One of the significant purposes of building a model is to increase its accuracy within a shorter timeframe through the feature selection process. It is carried out by determining the importance of available features in a dataset using Information Gain (IG). The process is used to calculate the amounts of information contained in features with high values selected to accelerate the performance of an algorithm. In selecting informative features, a threshold value (cut-off) is used by the Information Gain (IG). Therefore, this research aims to determine the time and accuracy-performance needed to improve feature selection by integrating IG, the Fast Fourier Transform (FFT), and Synthetic Minor Oversampling Technique (SMOTE) methods. The feature selection model is then applied to the Random Forest, a tree-based machine learning algorithm with random feature selection. A total of eight datasets consisting of three balanced and five imbalanced datasets were used to conduct this research. Furthermore, the SMOTE found in the imbalance dataset was used to balance the data. The result showed that the feature selection using Information Gain, FFT, and SMOTE improved the performance accuracy of Random Forest.

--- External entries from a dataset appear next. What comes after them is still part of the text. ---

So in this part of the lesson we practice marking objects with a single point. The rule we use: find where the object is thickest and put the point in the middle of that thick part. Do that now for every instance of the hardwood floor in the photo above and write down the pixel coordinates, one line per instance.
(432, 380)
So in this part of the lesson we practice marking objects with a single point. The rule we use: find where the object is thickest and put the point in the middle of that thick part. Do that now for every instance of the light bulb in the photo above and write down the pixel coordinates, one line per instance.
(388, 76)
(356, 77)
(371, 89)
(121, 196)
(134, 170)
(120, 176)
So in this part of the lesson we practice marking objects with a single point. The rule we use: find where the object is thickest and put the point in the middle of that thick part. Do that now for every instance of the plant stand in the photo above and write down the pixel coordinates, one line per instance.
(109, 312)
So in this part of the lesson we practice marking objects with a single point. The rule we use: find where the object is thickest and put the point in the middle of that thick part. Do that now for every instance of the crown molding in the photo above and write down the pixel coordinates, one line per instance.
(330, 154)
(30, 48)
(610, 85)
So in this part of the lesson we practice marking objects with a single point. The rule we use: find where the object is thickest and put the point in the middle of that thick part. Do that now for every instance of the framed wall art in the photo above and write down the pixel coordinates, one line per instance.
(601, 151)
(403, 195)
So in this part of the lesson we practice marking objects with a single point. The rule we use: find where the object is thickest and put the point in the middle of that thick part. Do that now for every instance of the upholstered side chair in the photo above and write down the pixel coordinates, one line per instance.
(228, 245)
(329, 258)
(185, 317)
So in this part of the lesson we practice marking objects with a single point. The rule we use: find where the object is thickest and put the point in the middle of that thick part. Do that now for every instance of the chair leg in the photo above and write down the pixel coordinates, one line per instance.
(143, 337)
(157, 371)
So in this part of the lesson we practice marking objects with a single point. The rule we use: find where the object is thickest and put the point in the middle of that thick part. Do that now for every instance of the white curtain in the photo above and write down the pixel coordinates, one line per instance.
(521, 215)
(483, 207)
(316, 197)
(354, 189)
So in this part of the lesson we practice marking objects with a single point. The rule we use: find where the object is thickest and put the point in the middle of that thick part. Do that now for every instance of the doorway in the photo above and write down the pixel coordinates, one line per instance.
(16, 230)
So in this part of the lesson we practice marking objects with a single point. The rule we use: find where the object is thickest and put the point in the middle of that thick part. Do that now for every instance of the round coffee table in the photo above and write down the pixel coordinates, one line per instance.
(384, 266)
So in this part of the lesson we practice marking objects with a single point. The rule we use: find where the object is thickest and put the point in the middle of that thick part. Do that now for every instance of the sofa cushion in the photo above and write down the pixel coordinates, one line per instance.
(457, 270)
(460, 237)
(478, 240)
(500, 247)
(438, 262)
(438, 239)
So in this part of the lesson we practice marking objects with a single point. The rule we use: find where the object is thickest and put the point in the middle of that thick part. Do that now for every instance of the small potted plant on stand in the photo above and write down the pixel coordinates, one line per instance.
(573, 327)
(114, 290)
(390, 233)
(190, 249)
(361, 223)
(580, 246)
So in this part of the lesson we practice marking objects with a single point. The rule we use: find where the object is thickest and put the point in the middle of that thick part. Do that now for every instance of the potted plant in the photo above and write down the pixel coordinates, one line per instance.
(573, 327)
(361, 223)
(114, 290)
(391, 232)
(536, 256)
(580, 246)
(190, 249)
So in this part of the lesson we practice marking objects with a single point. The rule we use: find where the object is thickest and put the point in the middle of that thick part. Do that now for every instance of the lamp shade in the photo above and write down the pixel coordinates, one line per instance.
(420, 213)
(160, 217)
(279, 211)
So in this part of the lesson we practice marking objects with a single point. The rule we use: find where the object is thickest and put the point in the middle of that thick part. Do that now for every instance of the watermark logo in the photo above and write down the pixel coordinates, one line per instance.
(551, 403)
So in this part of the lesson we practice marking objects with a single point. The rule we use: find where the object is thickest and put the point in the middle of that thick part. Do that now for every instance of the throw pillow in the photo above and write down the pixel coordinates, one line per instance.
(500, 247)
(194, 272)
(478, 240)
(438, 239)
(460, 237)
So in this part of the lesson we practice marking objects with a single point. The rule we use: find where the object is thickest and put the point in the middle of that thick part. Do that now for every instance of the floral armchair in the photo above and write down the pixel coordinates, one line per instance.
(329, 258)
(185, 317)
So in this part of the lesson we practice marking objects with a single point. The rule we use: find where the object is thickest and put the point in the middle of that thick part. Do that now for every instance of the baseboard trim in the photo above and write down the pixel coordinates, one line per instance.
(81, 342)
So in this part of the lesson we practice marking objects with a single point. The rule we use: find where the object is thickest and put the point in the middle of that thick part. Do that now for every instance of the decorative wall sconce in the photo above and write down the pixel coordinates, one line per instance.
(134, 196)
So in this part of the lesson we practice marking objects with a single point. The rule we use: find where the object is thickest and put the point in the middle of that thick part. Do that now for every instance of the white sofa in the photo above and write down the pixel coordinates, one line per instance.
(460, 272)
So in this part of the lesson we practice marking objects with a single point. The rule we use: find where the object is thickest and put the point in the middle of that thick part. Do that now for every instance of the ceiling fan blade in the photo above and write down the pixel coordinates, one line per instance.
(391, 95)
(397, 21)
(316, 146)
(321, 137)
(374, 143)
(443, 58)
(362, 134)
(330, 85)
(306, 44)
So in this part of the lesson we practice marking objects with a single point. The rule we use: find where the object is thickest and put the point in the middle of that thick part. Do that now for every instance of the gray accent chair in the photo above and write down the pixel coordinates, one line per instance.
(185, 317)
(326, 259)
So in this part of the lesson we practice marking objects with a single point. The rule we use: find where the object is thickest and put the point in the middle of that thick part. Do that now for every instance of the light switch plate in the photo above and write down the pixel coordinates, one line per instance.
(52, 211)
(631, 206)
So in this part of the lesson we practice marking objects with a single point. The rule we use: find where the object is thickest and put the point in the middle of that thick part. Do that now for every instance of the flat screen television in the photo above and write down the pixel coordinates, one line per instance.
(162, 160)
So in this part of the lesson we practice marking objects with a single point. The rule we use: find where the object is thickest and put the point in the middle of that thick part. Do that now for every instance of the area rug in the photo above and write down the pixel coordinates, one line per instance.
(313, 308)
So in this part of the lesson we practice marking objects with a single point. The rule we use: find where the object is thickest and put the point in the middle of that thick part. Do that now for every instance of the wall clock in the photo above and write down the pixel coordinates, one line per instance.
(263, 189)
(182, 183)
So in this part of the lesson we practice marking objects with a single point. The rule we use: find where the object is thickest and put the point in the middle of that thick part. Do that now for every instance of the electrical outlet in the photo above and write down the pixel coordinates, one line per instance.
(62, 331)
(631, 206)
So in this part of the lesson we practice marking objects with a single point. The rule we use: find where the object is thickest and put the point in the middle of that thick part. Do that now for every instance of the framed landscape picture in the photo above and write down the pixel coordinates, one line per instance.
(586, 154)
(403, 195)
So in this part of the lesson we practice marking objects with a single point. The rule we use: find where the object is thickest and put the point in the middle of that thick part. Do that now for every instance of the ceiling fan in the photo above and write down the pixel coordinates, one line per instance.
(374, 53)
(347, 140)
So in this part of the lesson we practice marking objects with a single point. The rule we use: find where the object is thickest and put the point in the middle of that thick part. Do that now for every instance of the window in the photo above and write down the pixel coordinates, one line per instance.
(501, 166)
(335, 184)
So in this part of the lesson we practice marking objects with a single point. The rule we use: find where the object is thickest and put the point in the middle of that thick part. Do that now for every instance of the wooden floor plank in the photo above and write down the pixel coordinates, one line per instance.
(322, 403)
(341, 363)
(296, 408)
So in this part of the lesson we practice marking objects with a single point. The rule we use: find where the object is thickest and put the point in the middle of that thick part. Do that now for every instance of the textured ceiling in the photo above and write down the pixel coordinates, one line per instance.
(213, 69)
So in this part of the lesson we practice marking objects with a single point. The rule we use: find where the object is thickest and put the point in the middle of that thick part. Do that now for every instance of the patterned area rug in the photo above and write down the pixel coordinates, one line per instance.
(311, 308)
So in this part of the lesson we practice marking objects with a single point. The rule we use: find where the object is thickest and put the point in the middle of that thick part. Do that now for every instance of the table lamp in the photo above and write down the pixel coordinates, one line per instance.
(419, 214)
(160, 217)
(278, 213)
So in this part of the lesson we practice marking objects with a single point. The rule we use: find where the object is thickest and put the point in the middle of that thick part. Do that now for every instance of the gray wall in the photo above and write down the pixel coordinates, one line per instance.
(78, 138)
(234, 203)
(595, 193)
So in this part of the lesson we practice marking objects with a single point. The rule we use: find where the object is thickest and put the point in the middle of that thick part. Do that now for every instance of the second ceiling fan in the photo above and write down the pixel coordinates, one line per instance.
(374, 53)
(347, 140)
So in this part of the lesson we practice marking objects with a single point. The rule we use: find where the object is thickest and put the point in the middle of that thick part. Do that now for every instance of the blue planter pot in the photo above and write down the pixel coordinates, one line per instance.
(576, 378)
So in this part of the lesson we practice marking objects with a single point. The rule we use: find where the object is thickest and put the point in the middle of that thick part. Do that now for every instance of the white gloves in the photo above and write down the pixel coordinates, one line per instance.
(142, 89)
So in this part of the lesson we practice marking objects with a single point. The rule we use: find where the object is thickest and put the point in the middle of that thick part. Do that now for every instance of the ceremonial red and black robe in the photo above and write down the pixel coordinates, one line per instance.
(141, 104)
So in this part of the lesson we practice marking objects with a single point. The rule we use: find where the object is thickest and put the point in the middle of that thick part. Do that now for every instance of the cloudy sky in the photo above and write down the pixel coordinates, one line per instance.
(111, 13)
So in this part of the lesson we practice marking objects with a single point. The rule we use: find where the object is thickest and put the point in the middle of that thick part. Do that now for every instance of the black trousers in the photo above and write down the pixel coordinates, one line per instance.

构建模型的一个重要目的是通过特征选择过程在更短的时间内提高其准确性。这是通过使用信息增益(IG)确定数据集中可用特征的重要性来实现的。该过程用于计算所选高值特征中包含的信息量,以加速算法的性能。在选择信息性特征时,信息增益(IG)使用一个阈值(截止值)。因此,本研究旨在通过整合IG、快速傅里叶变换(FFT)和合成少数过采样技术(SMOTE)方法来确定改进特征选择所需的时间和准确性性能。然后将特征选择模型应用于随机森林,这是一种具有随机特征选择的基于树的机器学习算法。总共使用了八个数据集,其中包括三个平衡数据集和五个不平衡数据集来进行这项研究。此外,在不平衡数据集中发现的SMOTE用于平衡数据。结果表明,使用信息增益、FFT和SMOTE进行特征选择提高了随机森林的性能准确性。